Je marche sur la montagne
Où le printemps qui arrive
Met des herbes odorantes ;
Vous toutes qui m’écoutez,
Quand l’aube s’attendrira
Je viendrai laver vos seuils.
Et je couvrirai de chants
Les ululements du temps’’
Poésie aux formes pures, écrite dans une langue déliée, nous abreuvant de belles sonorités et d’images chatoyantes. Écrit en pleine guerre de libération, ‘’Ombre gardienne’’ porte aussi la voix de son pays d’origine et de ses hommes. ’’A cette heure des mutations profondes, des hommes ainsi trouvent en eux-mêmes les accents inattendus de la lumière extérieure’’, ajoute Aragon.
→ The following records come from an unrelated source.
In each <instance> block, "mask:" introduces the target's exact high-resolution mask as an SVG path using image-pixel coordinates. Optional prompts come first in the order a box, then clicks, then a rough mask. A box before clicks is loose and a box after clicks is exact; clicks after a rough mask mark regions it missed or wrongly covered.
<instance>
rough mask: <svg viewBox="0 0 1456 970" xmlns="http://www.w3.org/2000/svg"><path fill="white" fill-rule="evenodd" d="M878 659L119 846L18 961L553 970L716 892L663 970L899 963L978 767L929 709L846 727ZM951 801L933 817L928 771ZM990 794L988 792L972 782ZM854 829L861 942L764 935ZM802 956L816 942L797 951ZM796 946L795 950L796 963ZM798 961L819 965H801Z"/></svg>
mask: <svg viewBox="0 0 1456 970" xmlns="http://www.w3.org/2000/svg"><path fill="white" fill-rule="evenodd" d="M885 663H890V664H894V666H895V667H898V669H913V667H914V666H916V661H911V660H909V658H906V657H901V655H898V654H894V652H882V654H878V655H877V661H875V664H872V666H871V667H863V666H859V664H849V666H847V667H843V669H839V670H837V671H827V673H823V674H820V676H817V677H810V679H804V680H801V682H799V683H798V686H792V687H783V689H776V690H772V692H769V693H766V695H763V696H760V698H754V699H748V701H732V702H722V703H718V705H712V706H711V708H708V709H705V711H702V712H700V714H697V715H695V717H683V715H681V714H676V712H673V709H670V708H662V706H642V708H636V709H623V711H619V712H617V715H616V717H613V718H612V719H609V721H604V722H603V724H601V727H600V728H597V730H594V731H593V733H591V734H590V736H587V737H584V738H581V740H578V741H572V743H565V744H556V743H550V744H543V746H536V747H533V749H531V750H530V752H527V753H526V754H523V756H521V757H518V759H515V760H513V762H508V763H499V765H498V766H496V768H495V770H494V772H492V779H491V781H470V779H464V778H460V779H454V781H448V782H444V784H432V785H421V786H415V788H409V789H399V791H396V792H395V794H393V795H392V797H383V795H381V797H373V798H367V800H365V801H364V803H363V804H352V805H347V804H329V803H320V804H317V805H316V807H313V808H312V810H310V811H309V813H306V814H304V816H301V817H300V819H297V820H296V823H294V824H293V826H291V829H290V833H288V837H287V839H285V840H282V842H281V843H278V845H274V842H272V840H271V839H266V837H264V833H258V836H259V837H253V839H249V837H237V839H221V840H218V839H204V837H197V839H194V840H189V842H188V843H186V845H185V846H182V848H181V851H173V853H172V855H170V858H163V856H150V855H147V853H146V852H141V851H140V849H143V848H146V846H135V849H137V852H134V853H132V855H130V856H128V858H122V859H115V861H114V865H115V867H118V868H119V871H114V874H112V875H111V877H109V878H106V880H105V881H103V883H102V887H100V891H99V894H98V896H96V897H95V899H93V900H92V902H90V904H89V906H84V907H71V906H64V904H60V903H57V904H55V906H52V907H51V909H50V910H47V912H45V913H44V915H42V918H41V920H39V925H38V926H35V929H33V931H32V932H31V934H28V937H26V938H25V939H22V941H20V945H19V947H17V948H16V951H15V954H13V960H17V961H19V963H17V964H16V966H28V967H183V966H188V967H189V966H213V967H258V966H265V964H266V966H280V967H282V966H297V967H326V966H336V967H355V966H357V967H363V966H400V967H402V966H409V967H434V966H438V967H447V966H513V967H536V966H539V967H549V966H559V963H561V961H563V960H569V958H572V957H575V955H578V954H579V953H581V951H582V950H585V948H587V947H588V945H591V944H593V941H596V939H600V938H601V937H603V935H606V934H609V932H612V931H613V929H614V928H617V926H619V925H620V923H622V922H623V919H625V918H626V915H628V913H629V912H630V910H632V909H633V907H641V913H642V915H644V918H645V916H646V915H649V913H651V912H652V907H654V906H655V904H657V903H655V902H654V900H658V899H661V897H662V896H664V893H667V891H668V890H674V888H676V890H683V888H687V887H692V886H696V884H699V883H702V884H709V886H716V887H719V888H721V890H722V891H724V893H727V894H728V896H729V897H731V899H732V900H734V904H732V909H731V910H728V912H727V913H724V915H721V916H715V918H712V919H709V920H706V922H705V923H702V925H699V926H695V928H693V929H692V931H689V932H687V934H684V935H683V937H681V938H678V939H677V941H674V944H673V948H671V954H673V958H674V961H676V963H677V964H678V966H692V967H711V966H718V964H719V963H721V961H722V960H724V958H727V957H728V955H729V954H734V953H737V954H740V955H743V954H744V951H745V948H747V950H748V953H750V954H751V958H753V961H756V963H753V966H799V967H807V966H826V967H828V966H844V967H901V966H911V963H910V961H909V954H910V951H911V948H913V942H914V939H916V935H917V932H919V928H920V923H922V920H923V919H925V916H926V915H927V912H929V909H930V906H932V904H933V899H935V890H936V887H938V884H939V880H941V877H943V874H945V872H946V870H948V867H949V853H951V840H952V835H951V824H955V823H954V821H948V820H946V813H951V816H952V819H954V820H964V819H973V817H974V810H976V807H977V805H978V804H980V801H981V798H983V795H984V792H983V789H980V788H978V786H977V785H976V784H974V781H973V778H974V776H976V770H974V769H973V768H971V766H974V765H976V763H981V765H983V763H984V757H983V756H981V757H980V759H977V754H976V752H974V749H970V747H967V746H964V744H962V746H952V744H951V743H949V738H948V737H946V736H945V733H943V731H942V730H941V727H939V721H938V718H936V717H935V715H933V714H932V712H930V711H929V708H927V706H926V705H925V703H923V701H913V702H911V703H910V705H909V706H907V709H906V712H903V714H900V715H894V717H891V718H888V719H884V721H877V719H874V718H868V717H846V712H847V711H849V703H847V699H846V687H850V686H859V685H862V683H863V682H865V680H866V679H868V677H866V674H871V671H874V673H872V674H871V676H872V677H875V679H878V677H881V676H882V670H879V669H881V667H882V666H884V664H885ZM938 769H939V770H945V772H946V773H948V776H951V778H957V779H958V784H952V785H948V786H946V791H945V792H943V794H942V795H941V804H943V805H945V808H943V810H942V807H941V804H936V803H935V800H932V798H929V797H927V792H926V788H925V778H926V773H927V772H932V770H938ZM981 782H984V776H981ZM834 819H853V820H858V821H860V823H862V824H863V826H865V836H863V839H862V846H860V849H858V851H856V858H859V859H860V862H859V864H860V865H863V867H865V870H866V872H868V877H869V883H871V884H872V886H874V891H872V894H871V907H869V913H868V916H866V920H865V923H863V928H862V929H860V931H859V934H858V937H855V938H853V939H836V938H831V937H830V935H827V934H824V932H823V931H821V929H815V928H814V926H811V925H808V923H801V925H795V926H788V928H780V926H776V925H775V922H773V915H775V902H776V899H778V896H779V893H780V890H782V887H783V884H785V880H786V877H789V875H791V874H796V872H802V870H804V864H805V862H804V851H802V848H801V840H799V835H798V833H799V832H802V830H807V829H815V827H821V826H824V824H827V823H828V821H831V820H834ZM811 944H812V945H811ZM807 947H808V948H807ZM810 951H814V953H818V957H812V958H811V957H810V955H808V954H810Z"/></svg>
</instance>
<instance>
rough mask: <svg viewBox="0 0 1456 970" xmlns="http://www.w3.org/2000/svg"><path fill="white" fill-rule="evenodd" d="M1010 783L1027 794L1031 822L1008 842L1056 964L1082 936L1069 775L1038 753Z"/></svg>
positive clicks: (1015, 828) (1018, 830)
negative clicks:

«Ce matin entrouvre ses bras
Dans la brume, la solitude
Et les quelques fleurs de la steppe.
(…)Je regarde ces terres rouges
Et pense : c’est peut-être tout
Ce qui me fait un cœur tenace.
Une voix s’élève soudain
Qui me répond dans la lumière
Infinie et toute tremblante :
‘’Au fil des saisons que les ans
Passent mais jeune je demeure
Jeune je renais, aussi jeune
Que ce jour trempé de rosée
Et tout froid encore. Aime-moi !’
Et le vent reprend : aime-moi…»
Entre onirisme et exaltation de l’identité de l’être et du pays
Chanter la terre natale, glorifier la glèbe nourricière, héler les monts et les vaux, susurrer amoureusement à l’air familier le bonheur d’être là entre les éléments de notre sublime et rebelle nature et au milieu des hommes humbles et laborieux de l’Algérie. Mohamed Dib a porté le pays dans son cœur et dans ses vers :
«Quand la nuit se brise,
Je porte ma tiédeur
Sur les monts acérés
Et me dévêts à la vue du matin
Comme celle qui s’est levée
Pour honorer la première eau ;
Étrange est mon pays où tant
De souffles se libèrent,
Les oliviers s’agitent
Alentour et moi je chante
(…)Moi qui parle, Algérie,
Peut-être ne suis-je
Que la plus banale de tes femmes
Mais ma voix ne s’arrêtera pas
De héler plaines et montagnes ;»
À propos de sa première œuvre poétique, M. Dib, dans un entretien à la revue ‘’Afrique Action’’ en date du 13 mars 1961, s’exprime ainsi : « C’est mon premier recueil de vers, mais je suis essentiellement poète et c’est de la poésie que je suis venu au roman, non l’inverse. Mes premiers poèmes ont été publiés sporadiquement dans des revues et des journaux. J’en ai écrit des centaines. Mais il arrive un moment où la recherche poétique verbale aboutit à l’impasse, à force de vouloir donner à chaque mot une force particulière. Il faut donc, si l’on veut poursuivre l’œuvre créatrice, changer de domaine, nouvelle, roman(…) Ce thème principal (d’Ombre gardienne) qui donne sa couleur et son ton à l’ensemble, est celui de l’exil. Essentiellement un exil intérieur, un peu comme ‘’L’Albatros’’ de Baudelaire ». Poète d’une grande sensibilité enveloppée dans le halo d’un langage où le ludique et le fantastique se côtoient, Mohamed Dib a réussi à ouvrir de nouvelles voies à la poésie algérienne de langue française, même si, actuellement, les jeunes savent de moins en moins apprécier la poésie. L’école algérienne n’a rien fait pour inculquer à ses enfants les valeurs esthétiques pouvant exalter l’émotion, la sensibilité le rêve et le sens de la condition humaine. À propos de langue d’écriture, Mohamed Dib semble montrer la même conscience lucide et sereine à la fois que, par exemple, Taos Amrouche et Mouloud Mammeri. Une dualité assumée, y compris dans ses désagréments pour la dépasser par un travail de création, par une esthétique particulière qui doit ‘’faire sonner les deux idiomes en sympathie’’, selon la belle expression de Dib.